The deflation policies first enacted in 1929 and 1930 meant to assist the government in rebalancing the budget were finally achieved in 1936/37. On July 7, 1937, The Times reported that Hungary had reached an agreement to pay interest on long-term non-State debts, which had been suspended since 1931 with over 65 loans falling under the terms of this new debt offer. The resumption of payments came after signs of a recovering economy. The revival of the economy was due largely to the controls set on inflation and a bilateral trade agreement signed with Germany in 1934. The agreement gave Hungary a secure market for its wheat exports along with prices which made selling to Germany more advantageous to Hungary than selling the wheat on the world market.

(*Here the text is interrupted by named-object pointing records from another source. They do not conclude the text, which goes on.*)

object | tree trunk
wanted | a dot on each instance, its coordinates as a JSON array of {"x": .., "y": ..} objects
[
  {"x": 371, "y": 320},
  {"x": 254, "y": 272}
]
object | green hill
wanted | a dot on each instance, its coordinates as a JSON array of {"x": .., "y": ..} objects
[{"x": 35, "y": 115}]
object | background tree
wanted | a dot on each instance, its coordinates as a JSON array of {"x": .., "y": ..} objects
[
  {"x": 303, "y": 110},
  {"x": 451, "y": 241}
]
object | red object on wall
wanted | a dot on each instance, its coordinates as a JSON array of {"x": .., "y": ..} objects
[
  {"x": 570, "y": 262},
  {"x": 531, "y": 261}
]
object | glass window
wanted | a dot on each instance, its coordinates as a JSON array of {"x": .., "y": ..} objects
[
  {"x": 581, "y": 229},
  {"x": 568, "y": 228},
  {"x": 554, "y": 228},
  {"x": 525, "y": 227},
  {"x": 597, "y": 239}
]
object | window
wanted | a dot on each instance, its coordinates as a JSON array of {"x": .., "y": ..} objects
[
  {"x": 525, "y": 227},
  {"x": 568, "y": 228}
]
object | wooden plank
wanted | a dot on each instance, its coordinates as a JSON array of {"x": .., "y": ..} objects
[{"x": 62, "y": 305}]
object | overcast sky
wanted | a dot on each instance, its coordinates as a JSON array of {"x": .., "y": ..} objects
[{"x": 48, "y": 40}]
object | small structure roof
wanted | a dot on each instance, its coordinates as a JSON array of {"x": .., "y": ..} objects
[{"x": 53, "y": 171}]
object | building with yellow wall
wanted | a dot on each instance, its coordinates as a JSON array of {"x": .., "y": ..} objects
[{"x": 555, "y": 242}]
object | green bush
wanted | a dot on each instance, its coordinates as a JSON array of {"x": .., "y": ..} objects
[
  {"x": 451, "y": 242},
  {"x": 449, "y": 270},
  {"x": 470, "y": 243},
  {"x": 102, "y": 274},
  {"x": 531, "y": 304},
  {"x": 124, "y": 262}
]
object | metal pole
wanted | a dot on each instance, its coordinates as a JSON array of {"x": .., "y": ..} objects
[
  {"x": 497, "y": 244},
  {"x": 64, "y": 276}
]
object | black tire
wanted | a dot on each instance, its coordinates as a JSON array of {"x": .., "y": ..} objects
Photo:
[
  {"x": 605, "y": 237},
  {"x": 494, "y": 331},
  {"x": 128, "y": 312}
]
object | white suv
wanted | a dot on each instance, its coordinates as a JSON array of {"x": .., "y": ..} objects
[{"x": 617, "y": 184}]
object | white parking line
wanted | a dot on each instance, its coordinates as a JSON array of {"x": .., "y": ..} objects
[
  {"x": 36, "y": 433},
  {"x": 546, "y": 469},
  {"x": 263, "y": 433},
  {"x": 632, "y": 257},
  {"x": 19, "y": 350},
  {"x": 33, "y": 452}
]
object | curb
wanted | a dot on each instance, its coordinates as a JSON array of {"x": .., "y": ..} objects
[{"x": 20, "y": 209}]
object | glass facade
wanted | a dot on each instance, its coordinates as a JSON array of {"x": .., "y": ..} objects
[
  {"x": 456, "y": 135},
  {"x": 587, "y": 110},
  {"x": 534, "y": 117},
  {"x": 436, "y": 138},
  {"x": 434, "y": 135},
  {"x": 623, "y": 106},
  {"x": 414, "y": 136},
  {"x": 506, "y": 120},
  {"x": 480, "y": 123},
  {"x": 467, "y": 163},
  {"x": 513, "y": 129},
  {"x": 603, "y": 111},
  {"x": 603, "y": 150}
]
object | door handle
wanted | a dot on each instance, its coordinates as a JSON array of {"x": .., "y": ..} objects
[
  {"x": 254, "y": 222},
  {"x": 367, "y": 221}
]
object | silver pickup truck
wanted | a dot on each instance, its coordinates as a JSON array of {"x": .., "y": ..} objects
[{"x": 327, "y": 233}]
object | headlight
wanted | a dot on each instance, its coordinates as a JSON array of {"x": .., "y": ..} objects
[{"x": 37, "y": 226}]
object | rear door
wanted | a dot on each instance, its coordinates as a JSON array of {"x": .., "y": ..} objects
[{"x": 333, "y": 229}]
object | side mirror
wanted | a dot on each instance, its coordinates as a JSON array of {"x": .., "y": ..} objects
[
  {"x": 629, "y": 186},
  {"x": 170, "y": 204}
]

== German Involvement and its Post World War II Consequences==

The trade treaty Gyula Gömbös signed with Germany in 1934 was an important factor in stimulating the economy, but it also became a critical factor in deciding the fate of Hungary for the remainder of the decade and during the war. Though the agreement did give Hungary a favorable price for sales of her wheat, the money earned remained in an account in Germany and had to be used to purchase German industrial goods. By 1938 the terms of trade agreement provided Germany with economic domination over Hungary, along with most other countries in the region, and left Hungary inextricably tied to Germany for the duration of the interwar period and leading into World War II; Hungary, because of her unbreakable ties to Germany, ultimately joined the war on the side of the Axis powers. When the tides of the war began to turn, Hungary, as in World War I, was again on the losing side. As the allies began to defeat Germany the Red Army began liberating much of Eastern Europe, reaching Hungary in December 1944. The occupation of the Red Army which began in 1944 played a role in preparing Hungary for an eventual communist takeover.